Bereits am Donnerstag hatte der russische Botschafter in Polen Sakajews Festnahme und Auslieferung gefordert. Dort wird der frühere tschetschenische Feldkommandeur und Minister der Regierung von Aslan Maschadow wegen Kidnappings, Mordes und "Extremismus" gesucht.

Warschau werde den Rechtsnormen entsprechend auf das Auslieferungsgesuch reagieren, zitiert die russische Nachrichtenagentur newsru.com Polens Ministerpräsidenten Donald Tusk. "Dies bedeutet jedoch nicht, dass wir die Aufträge Russlands ausführen", so Tusk.

Obwohl Sakajew auf der Interpol-Fahndungsliste stand, überraschte seine Verhaftung in Polen. Denn in Großbritannien und anderen Ländern Europas schien er sich relativ ungestört zu bewegen.

Noch Mitte Februar hatte sich in Berlin aufgehalten, wo er für eine friedliche Lösung des Tschetschenienkonflikts warb. Im Juni war er auf einer Pressekonferenz in Straßburg aufgetaucht. Nur 2002 hatte man ihn im dänischen Kopenhagen verhaftet, wo er auch einem "Weltkongress des tschetschenischen Volkes" hatte beiwohnen wollen. Er war jedoch nach wenigen Tagen wieder freigelassen worden.

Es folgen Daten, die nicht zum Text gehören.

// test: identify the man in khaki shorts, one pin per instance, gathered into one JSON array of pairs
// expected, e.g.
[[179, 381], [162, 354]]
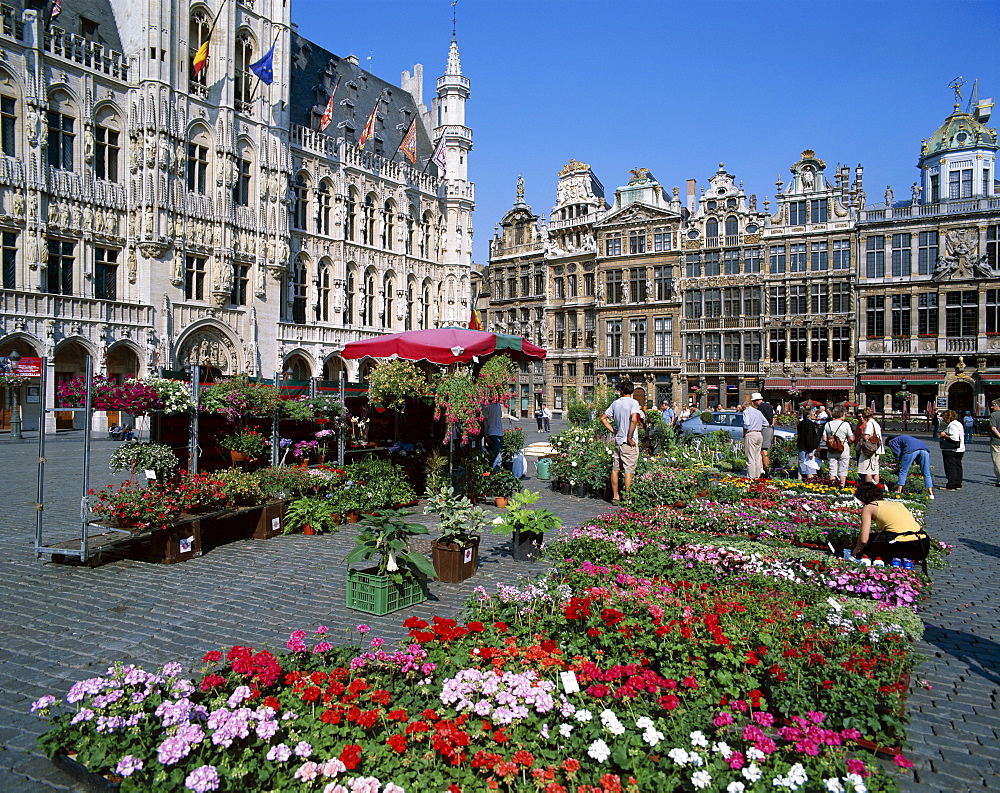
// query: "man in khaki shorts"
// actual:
[[625, 413]]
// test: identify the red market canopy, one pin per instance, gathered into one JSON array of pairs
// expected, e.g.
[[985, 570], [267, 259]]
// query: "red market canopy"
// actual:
[[443, 346]]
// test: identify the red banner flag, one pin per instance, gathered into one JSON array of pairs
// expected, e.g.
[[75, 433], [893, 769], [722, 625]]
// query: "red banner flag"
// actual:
[[327, 116], [369, 129]]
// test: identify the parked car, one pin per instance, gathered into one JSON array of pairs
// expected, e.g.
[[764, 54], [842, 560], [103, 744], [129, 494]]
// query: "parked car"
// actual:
[[728, 421]]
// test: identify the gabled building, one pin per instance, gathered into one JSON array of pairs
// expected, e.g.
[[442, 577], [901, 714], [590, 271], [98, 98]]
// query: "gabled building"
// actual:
[[155, 215], [929, 276]]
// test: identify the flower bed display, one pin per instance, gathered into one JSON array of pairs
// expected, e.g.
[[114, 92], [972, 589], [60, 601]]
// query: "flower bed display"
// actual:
[[660, 653]]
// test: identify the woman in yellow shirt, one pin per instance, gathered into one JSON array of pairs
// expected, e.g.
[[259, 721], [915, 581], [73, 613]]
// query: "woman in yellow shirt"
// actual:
[[896, 534]]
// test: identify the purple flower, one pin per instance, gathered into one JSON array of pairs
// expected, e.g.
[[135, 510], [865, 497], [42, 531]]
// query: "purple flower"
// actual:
[[128, 765], [279, 753], [202, 779]]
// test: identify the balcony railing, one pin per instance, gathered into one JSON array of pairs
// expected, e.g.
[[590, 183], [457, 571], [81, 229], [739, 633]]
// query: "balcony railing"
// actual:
[[640, 362], [966, 344], [87, 53]]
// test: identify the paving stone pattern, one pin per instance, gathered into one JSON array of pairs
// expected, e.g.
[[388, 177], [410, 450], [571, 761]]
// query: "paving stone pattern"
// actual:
[[61, 623]]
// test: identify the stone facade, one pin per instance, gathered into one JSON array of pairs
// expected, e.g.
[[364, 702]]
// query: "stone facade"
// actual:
[[705, 301], [154, 218]]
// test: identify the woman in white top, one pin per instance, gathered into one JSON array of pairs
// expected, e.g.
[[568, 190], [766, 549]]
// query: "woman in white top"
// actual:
[[953, 433], [868, 466]]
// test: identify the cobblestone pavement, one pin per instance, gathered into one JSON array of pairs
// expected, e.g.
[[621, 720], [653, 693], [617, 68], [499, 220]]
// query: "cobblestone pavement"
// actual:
[[62, 623]]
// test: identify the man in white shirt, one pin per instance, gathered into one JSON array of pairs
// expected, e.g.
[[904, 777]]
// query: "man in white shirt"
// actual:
[[625, 412], [753, 439]]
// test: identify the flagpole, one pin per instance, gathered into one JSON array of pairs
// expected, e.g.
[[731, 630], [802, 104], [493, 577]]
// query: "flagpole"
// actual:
[[253, 93]]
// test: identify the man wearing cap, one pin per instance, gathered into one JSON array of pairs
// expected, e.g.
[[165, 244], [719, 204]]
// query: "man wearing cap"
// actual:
[[753, 427]]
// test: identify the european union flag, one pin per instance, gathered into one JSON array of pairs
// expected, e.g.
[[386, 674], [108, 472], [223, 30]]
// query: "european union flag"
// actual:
[[264, 68]]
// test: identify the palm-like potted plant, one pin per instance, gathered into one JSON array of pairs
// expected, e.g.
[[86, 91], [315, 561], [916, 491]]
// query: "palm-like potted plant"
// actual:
[[399, 579], [502, 485], [456, 551], [526, 525], [311, 515]]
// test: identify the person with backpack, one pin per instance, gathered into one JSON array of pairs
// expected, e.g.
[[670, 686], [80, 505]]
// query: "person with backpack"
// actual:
[[870, 448], [837, 437]]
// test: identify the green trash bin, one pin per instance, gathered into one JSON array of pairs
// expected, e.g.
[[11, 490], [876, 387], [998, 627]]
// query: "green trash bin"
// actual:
[[542, 465]]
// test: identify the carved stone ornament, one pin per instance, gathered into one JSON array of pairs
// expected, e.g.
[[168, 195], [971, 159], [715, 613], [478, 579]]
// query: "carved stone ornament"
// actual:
[[154, 248]]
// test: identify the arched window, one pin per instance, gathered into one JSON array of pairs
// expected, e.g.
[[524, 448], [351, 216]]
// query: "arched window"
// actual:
[[732, 228], [425, 236], [368, 310], [388, 295], [197, 162], [61, 131], [107, 131], [368, 227], [243, 88], [323, 302], [351, 215], [298, 296], [198, 30], [241, 188], [425, 318], [411, 230], [349, 296], [323, 199], [300, 212], [388, 224]]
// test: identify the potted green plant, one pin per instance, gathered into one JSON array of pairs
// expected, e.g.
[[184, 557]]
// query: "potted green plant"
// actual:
[[455, 553], [502, 485], [399, 579], [135, 456], [525, 525], [311, 515], [244, 445]]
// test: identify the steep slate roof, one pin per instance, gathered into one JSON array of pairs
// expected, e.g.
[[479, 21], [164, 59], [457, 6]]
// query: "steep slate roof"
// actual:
[[314, 72]]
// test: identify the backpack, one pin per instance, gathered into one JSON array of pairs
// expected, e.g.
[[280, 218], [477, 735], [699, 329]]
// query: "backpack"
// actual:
[[834, 444]]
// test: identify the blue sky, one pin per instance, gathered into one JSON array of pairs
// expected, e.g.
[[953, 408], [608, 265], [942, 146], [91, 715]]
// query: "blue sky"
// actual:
[[678, 87]]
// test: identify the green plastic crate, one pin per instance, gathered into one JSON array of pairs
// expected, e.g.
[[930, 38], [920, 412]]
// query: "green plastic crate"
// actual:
[[377, 594]]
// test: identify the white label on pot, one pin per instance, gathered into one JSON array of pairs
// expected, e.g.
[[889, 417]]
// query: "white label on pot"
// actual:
[[570, 684]]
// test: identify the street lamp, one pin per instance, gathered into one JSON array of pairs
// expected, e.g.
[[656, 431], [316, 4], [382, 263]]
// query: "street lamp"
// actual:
[[15, 411]]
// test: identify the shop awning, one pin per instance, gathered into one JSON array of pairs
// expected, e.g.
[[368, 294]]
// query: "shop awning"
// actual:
[[911, 379], [830, 383]]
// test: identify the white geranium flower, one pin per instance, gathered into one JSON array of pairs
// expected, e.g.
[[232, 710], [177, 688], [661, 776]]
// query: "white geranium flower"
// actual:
[[599, 750], [678, 755]]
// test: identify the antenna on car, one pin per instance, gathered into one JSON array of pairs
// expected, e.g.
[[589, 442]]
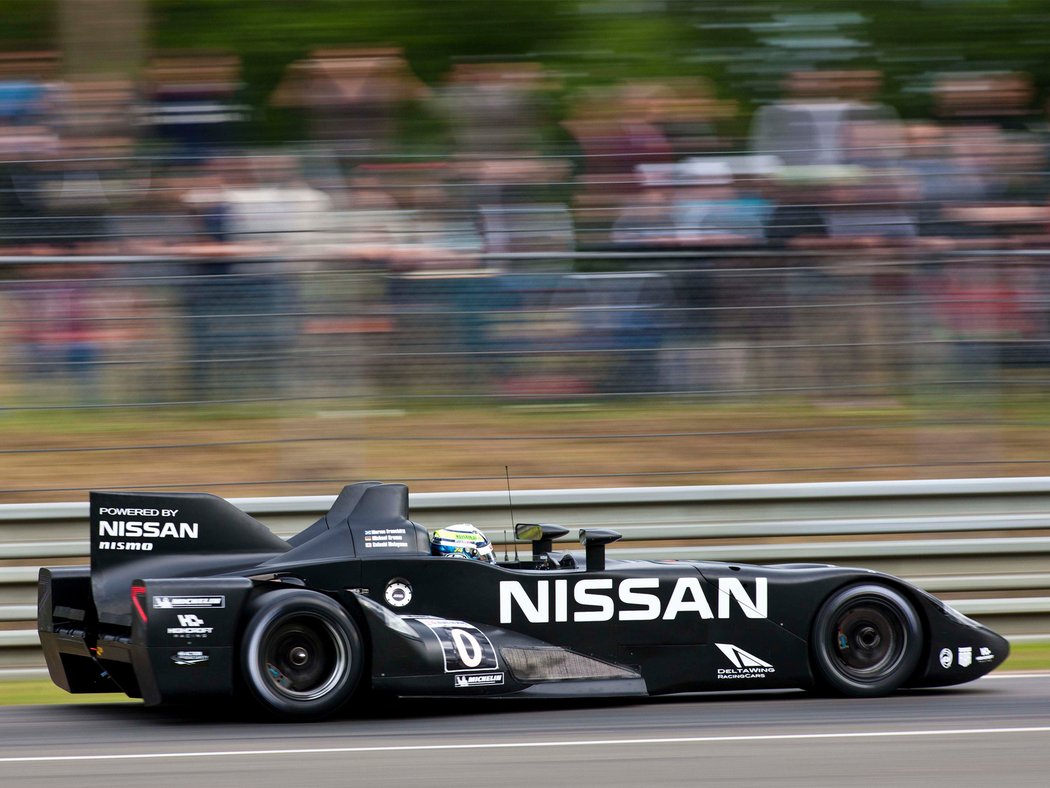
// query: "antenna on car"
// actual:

Die russischen Beweise hatten den dänischen Behörden nicht gereicht. Verärgert sagte darauf der damalige Präsident Wladimir Putin einen geplanten Dänemarkbesuch ab. Möglicherweise entschieden sich die polnischen Behörden jetzt für Sakajews Festnahme, weil sie das jüngste Tauwetter in den Beziehungen zu Russland und den für Ende diesen Jahres geplanten Besuch von Russlands Präsident Dmitri Medwedjew in Polen nicht gefährden wollten.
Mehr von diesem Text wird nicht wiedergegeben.